BAGHDAD — America’s top military leader arrived in Iraq on Saturday on a previously unannounced visit, his first since a U.S.-led coalition began launching airstrikes against the Islamic State terrorist group.
The visit by Army Gen. Martin Dempsey, chairman of the U.S. Joint Chiefs of Staff, came just two days after he told Congress that the United States would consider dispatching a modest number of American forces to fight with Iraqi troops against the terrorist group.
The Iraqi military and security forces, trained by the U.S. at the cost of billions of dollars, melted away in the face of the group’s stunning offensive this summer, when it captured most of northern and western Iraq, including the country’s second-largest city, Mosul.
Dempsey said Thursday that Iraqi forces were doing a better job now, although an effort to move into Mosul or to restore the border with Syria would require more complex operations.
He also told the U.S. House Armed Services Committee that the U.S. has a modest force in Iraq now and that “any expansion of that, I think, would be equally modest.”
“I just don’t foresee a circumstance when it would be in our interest to take this fight on ourselves with a large military contingent,” he said.
Dempsey’s spokesman, Air Force Col.

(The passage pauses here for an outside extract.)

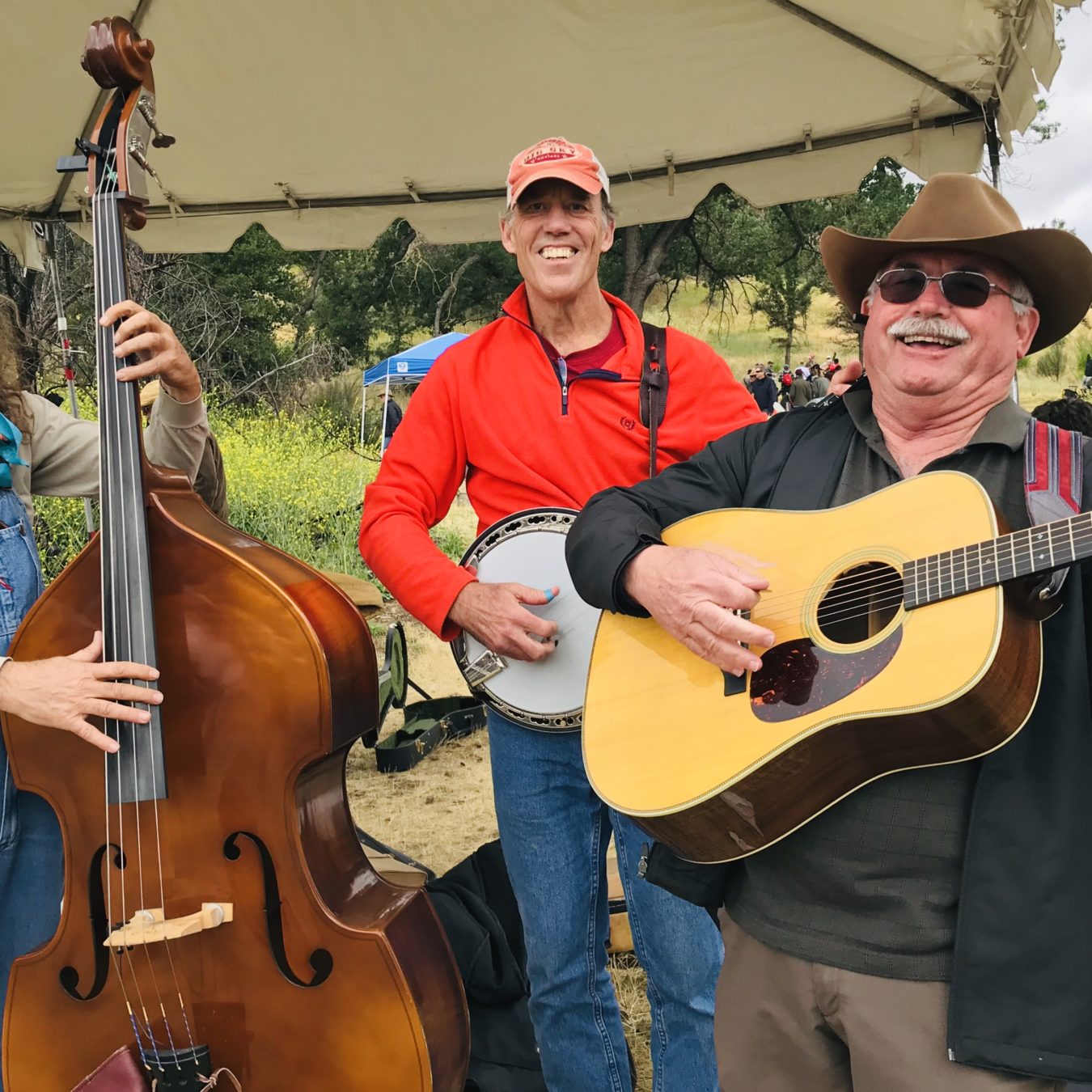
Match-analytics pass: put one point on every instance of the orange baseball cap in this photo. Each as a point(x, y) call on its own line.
point(556, 158)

Ed Thomas, said the general planned to visit U.S. troops, commanders and Iraqi leaders. “The primary purpose of his visit is to get a firsthand look at the situation in Iraq, receive briefings and get better sense of how the campaign is progressing,” he said.
The visit included talks with Prime Minister Haider al-Abadi and U.S. Ambassador Stuart E. Jones, Thomas said.
Dempsey later flew to Irbil, capital of Iraq’s largely autonomous northern Kurdish region, where he met with Kurdish President Massoud Barzani.
Dempsey also visited the U.S. joint operations center in Irbil, got a briefing on the Kurdish offensive against the Islamic State group and held a town hall with deployed troops there, Thomas said.
The Pentagon has plans to establish an expeditionary advise-and-assist center in Irbil where U.S. troops will provide assistance to Iraqi forces at the brigade and higher levels. The U.S. also is planning to set up a training site near Irbil.
Dempsey’s visit comes a day after Iraqi forces drove Islamic State terrorists out of a strategic oil refinery town north of Baghdad, scoring their biggest battlefield victory yet.